Estas ações se traduzem diretamente em preços muito maiores: as seguradoras não sabem se serão compensadas pelos principais custos, e elas têm todos os motivos para esperar um grupo de risco menor e mais doente do que antes. Além disso, já é tarde demais para reduzir o estrago: as seguradas estão concluindo seus índices de 2018 enquanto você lê isso.
Por que os trumpistas estão fazendo isso? É um cálculo cínico – faça a lei de saúde fracassar, depois afirme que ela já estava condenada o tempo todo? Eu duvido. Por um lado, nós não estamos falando de pessoas conhecidas por cálculos estratégicos avançados. Por outro, o A.C.A [ Affordable Care Act, ou lei de saúde acessível, em tradução livre] não vai realmente desmoronar; ela irá apenas se tornar um programa mais focado nos americanos mais doentes e mais pobres, e a oposição política para revogá-la não vai desaparecer.
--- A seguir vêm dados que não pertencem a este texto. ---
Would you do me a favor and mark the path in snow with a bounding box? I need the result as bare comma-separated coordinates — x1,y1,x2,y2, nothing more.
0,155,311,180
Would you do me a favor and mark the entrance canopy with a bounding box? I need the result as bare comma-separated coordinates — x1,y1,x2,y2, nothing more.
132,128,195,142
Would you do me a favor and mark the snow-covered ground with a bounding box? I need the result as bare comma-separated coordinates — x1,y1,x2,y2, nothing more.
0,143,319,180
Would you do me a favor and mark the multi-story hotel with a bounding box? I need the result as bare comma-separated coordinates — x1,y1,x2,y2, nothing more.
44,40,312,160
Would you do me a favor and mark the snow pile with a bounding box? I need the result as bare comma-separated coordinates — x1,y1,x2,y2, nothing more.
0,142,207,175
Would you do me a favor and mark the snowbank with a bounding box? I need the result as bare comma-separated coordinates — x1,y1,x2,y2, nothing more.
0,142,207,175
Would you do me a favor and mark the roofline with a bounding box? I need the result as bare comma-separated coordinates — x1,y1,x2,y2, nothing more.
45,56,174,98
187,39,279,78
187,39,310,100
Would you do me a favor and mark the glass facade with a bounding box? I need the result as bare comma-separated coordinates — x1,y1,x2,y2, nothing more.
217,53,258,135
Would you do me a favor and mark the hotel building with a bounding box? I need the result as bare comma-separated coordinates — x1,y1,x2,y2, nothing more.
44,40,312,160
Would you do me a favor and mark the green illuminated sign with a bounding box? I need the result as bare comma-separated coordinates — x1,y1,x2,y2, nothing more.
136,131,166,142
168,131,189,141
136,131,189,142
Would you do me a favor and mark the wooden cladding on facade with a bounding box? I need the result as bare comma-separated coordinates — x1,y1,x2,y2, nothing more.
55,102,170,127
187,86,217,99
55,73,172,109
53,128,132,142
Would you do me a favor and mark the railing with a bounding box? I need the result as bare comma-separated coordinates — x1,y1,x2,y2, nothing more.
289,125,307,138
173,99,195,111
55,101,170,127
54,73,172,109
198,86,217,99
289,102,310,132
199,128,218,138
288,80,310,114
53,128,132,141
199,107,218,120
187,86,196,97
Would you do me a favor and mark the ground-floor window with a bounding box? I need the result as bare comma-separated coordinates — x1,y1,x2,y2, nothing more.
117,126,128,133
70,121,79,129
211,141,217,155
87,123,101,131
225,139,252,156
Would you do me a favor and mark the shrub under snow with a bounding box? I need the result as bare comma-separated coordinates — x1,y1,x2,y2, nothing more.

Por fim, quando a má notícia chegar, todo mundo vai saber em quem botar a culpa.
Não, a sabotagem do A.C.A é melhor encarada não como uma estratégia, mas como birra. Nós não podemos revogar o Obamacare? Ok, nesse caso, nós vamos estragá-lo. Não tem a ver com atingir um objetivo claro, mas com restaurar a autoestima danificada do presidente.
Para resumir, o Sr. Trump é de verdade inadequado para este ou qualquer outro alto cargo. E o estrago causado por sua inaptidão só vai continuar a crescer.
(Este artigo foi publicado originalmente no The New York Times do dia 29 de setembro de 2017.)